The transformation is seen to be in full swing. The keywords for the restructuring of the automotive industry in Germany are transnationalization, intensified competition and relocations, the next wave of rationalization (Industry 4.0), digitalization of mobility, and the necessary and initiated ecological modernization, which includes the shift to e-mobility. Each of these aspects is associated with pressure on wage standards, wages, and working conditions, with increasing demands and work intensification, uncertainty, and job losses in the order of several hundred thousand. It is highly unlikely that in this capital-driven transformation, the interests of workers will be protected or the environment and climate will be adequately safeguarded, they warn.

"If you start with something like cheaper public transportation – that interests people. Then you can also mention in the second subordinate clause that this step is also intended to encourage people to leave their cars at home to protect the climate. However, then you're already in the discussion," says a confidant at Daimler.

Aussagen in diesem Video müssen nicht mit der Meinung der Redaktion übereinstimmen.
 

No abandoning of motorized individual transport

Traffic is responsible for one-fifth of Germany's CO2 emissions. While emissions are at least decreasing in all other sectors, CO2 emissions in traffic have even increased by 170 million tons since 1990, the authors further outline. The 1.5-ton electric SUVs now being built are not really an ecological solution either, as the authors let a line worker voice his opinion.

"My car doesn't become more environmentally friendly just because I put six bags of cement in the back. It's as absurd as the corporations’ electric strategy to equip two-and-a-half-ton cars with batteries. You don't need to study physics to get that this is nonsense. It's about profit maximization and grabbing government subsidies. It has nothing to do with climate protection, apart from the marketing," quotes a works council chairman in the VW plant in Kassel.

The colleagues are very skeptical about the "transformation strategy" of the companies, the authors say, referring to a survey by the RL Foundation among employees of the automotive industry.

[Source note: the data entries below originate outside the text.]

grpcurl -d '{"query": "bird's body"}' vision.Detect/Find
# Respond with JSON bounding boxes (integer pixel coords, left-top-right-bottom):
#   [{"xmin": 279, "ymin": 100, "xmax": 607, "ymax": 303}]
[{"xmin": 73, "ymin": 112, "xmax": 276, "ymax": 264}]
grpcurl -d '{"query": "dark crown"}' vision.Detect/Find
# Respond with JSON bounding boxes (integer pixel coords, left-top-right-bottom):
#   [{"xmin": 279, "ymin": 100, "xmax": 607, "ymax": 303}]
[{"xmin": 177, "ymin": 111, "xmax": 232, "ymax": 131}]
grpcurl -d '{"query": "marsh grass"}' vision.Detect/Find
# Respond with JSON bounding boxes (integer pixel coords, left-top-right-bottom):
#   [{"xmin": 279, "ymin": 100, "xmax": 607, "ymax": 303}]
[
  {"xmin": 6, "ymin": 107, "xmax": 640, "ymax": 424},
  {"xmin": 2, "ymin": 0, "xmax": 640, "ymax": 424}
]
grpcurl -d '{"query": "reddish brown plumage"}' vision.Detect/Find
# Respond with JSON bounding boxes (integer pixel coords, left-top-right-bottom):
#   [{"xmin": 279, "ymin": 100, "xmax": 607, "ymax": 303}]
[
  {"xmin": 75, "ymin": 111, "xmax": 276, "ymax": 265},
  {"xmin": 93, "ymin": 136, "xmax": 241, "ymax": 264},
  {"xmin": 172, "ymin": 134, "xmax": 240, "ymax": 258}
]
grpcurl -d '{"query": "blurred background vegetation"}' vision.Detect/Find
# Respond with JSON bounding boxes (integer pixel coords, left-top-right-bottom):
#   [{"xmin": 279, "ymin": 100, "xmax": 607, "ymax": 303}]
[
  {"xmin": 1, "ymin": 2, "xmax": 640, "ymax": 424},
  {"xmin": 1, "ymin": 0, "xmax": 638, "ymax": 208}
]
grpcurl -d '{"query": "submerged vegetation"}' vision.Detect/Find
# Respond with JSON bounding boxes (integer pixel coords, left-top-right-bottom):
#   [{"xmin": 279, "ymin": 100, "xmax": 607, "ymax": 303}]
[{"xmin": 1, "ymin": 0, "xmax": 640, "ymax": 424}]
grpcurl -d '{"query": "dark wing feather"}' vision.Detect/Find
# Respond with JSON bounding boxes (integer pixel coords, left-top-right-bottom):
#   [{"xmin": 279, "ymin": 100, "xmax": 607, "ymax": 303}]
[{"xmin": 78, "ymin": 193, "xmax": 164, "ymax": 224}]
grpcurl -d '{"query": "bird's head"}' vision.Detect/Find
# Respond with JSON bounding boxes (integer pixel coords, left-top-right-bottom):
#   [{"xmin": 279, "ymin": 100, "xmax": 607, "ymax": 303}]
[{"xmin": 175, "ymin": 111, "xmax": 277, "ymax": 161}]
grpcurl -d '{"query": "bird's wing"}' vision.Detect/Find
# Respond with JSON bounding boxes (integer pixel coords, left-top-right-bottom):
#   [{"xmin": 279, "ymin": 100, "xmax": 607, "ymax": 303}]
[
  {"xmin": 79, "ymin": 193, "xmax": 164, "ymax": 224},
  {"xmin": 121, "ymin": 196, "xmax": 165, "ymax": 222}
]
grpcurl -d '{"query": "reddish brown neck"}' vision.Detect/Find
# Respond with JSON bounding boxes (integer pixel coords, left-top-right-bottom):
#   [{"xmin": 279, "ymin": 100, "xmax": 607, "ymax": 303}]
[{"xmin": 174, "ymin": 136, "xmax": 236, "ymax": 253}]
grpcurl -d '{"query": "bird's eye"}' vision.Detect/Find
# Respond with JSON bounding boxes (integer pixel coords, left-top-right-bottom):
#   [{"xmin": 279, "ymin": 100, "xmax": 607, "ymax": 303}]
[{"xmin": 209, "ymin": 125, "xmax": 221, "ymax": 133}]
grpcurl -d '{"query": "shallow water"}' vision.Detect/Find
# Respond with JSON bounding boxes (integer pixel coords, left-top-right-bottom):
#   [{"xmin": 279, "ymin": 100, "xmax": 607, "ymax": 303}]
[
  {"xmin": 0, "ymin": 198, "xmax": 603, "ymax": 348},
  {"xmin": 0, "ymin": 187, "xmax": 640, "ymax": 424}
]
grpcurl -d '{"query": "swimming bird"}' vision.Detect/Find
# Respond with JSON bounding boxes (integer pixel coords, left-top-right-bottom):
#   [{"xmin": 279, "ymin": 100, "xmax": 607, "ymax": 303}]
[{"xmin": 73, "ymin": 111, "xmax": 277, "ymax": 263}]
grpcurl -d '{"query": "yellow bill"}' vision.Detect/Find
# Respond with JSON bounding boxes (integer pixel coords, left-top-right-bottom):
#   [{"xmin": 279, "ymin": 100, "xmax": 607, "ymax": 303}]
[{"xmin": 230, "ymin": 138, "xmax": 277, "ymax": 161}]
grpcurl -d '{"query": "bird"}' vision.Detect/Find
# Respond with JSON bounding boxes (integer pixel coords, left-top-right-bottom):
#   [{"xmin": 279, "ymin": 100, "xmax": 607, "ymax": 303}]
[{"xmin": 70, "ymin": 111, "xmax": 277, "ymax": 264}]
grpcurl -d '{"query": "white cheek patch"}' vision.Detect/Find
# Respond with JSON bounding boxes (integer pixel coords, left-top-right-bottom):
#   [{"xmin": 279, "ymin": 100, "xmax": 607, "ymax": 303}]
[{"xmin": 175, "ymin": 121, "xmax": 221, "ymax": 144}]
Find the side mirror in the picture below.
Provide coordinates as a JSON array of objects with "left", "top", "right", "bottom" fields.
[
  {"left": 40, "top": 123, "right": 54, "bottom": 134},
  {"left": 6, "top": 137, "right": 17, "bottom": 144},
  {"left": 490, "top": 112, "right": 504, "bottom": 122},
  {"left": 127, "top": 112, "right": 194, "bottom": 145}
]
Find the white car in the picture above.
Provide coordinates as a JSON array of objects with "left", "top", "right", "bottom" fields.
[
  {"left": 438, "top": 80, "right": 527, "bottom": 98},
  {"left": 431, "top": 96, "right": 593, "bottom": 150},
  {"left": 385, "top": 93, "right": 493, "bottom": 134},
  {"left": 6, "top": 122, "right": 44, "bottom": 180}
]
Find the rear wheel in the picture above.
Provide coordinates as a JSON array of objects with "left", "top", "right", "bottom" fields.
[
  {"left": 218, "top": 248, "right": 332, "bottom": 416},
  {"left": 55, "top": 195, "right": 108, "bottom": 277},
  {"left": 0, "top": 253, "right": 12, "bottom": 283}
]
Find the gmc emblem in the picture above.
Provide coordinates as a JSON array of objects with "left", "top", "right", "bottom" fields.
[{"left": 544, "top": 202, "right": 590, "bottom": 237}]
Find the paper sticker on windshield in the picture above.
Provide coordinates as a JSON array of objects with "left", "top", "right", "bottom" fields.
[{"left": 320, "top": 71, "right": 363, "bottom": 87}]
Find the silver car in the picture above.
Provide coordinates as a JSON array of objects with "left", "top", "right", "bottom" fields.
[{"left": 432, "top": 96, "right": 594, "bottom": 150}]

The electric car is presented as a solution, but it neither secures sufficient employment nor is it particularly ecological: The resource consumption, especially when it comes to rare earths, is enormous. There can be no talk of a departure from individual transport, says the worker representatively.

"A socio-ecological transformation requires an incredible amount of labor. For the conversion, many more suburban trains, trams, regional and long-distance trains, new guidance systems, tracks, workshops, entire e-bus systems with overhead lines, e-minibuses and on-demand buses, specialized e-commercial vehicles, etc., cargo and e-bikes – all also for moderate export. All of this has to be produced. That would then be a real mobility transition instead of just a simpler propulsion transition," the authors formulate in their summary.

Translated automatically from German.